El Domingo pasado el Señor nos invitaba a entrar con el al desierto y hacer el camino a la Pascua juntos, tratando de imitarle en la oración, la escucha y meditación de la Palabra y la lucha por lograr una conducta coherente con el seguimiento de Jesús, que solo se logra con sacrificio.
A lo largo del camino el Señor enseña a los que le acompañan, que “si alguno quiere venir detrás de mí, que se niegue a sí mismo, que tome su cruz y que me siga. Porque el que quiera salvar su vida la perderá; pero el que pierda su vida por mí y por el Evangelio la salvará”. Esto es fuerte. Y es también para nosotros. Y nuestro corazón, acostumbrado a una sensibilidad a flor de piel, acostumbrados a mimarnos y tratarnos con mucha comodidad, nos hace temblar. Ir a la Pascua con Jesús... sacrificarse un poquito, hacer algún que otro esfuerzo... está bien. ¿Pero tomar la cruz de Jesús? ¿No será demasiado pedirnos? No es extraño que los discípulos- y nosotros- nos desconcertemos y dudemos.
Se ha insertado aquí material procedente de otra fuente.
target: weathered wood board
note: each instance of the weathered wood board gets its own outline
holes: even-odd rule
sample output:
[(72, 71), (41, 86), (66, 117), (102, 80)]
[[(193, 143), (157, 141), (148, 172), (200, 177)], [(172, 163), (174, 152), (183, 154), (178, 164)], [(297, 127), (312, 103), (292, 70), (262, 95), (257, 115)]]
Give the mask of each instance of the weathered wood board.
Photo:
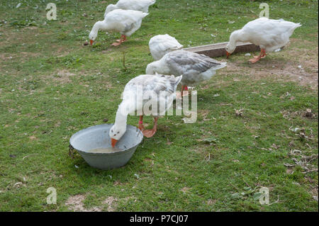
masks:
[[(188, 48), (184, 48), (184, 50), (199, 54), (203, 54), (211, 57), (222, 57), (226, 56), (226, 50), (225, 50), (225, 47), (226, 47), (228, 43), (226, 42), (196, 47), (191, 47)], [(237, 44), (237, 47), (233, 54), (236, 52), (249, 52), (255, 51), (260, 51), (260, 48), (259, 46), (250, 43), (238, 43)]]

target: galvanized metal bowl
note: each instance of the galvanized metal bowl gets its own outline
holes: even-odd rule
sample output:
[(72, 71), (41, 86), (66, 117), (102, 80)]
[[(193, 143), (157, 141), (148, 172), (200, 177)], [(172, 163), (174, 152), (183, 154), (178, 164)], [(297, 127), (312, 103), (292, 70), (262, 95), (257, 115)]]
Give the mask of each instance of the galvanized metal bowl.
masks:
[(132, 157), (143, 139), (142, 132), (135, 126), (128, 125), (126, 132), (116, 145), (123, 151), (113, 153), (90, 153), (97, 148), (111, 147), (108, 135), (113, 124), (89, 127), (74, 134), (69, 143), (92, 167), (111, 169), (124, 166)]

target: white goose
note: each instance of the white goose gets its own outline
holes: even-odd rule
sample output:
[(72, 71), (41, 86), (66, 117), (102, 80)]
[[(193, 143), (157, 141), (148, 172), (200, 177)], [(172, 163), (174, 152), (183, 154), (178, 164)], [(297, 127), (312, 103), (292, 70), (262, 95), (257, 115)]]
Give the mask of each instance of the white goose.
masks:
[(235, 51), (237, 42), (250, 42), (261, 49), (259, 56), (250, 60), (252, 63), (255, 63), (266, 56), (266, 52), (272, 52), (287, 45), (293, 30), (300, 26), (300, 23), (266, 17), (248, 22), (242, 29), (230, 34), (225, 48), (227, 57)]
[(186, 50), (176, 50), (166, 54), (161, 60), (148, 64), (146, 74), (183, 75), (181, 81), (181, 92), (187, 86), (195, 85), (210, 79), (216, 70), (226, 67), (227, 63), (219, 62), (204, 55)]
[(116, 4), (106, 6), (104, 17), (114, 9), (132, 9), (144, 13), (148, 13), (148, 7), (156, 2), (156, 0), (119, 0)]
[(154, 60), (159, 60), (169, 52), (180, 50), (183, 45), (167, 34), (158, 35), (152, 37), (148, 44), (150, 51)]
[[(181, 78), (181, 76), (174, 77), (174, 75), (158, 74), (142, 74), (128, 81), (123, 92), (123, 101), (118, 106), (115, 123), (110, 130), (112, 146), (114, 147), (116, 142), (125, 132), (128, 114), (134, 113), (135, 111), (138, 112), (138, 115), (140, 115), (139, 128), (143, 135), (147, 137), (153, 136), (157, 128), (158, 115), (164, 115), (171, 107), (176, 89)], [(156, 111), (145, 113), (145, 108), (149, 109), (147, 104), (150, 103), (164, 105), (162, 108), (157, 107)], [(150, 114), (154, 117), (154, 128), (152, 130), (144, 129), (143, 114)]]
[(140, 28), (142, 19), (148, 13), (134, 10), (116, 9), (108, 13), (103, 21), (97, 21), (93, 26), (89, 38), (90, 44), (96, 38), (99, 30), (114, 30), (119, 32), (122, 35), (121, 39), (112, 45), (119, 45), (126, 40), (126, 36), (130, 36)]

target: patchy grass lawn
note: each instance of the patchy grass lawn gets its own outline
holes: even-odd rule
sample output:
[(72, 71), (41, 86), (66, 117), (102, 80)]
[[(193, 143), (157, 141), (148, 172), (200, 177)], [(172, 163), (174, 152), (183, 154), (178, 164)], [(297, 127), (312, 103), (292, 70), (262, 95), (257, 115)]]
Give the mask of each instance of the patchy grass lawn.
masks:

Pero el señor siempre esta cerca. Ve nuestras dificultades, nuestras dudas, cuanto nos cuesta entrar en el camino cuaresmal de austeridad y penitencia, sobre todo el reconocimiento de nuestros pecados y miserias. Y viene en nuestra ayuda, como fue en ayuda de aquellos primeros, transfigurándose delante de ellos. Quiere alimentar nuestra esperanza, levantarnos el ánimo, ponernos delante la meta final, el cielo, que hasta ahora ellos no podían discernir.
Ahora sí; porque lo van a ver plasmado en el monte de la transfiguración. Acompañémoslos. También nosotros necesitamos ese momento de encuentro con la meta final que no hay que perder de vista nunca y que justifica el llevar la cruz con Jesús. Así se expresaba San Josemaría al meditar esa escena del evangelio de domingo: “¡Jesús: verte, hablarte! ¡Permanecer así, contemplándote, abismado en la inmensidad de tu hermosura y no cesar nunca, nunca, en esa contemplación!
¡Oh, Cristo, quién te viera! ¡Quién te viera para quedar herido de amor a Ti!”.
Lo contemplamos en Abrahán, a quien el Señor Dios le pide una cruz muy muy fuerte. El sacrificio de su hijo. Pero la gloria y recompensa no se hizo esperar: «por haber hecho esto, por no haberte reservado tu hijo, tu hijo único, te colmaré de bendiciones y multiplicaré a tus descendientes como las estrellas del cielo y como la arena de la playa.
Todas las naciones de la tierra se bendecirán con tu descendencia, porque has escuchado mi voz».
Pedro, Santiago y Juan presenciaron la agonía de Jesús en el huerto de los Olivos, pero también presenciaron la resurrección de la hija de Jairo y la resurrección del Señor al ver el sepulcro vacío. Y cuantas veces a nosotros el Señor no nos ha dado, después del sacrificio, del sufrimiento y la humillación de la confesión, una dedada de miel, de gozo, una bonanza que no esperábamos?.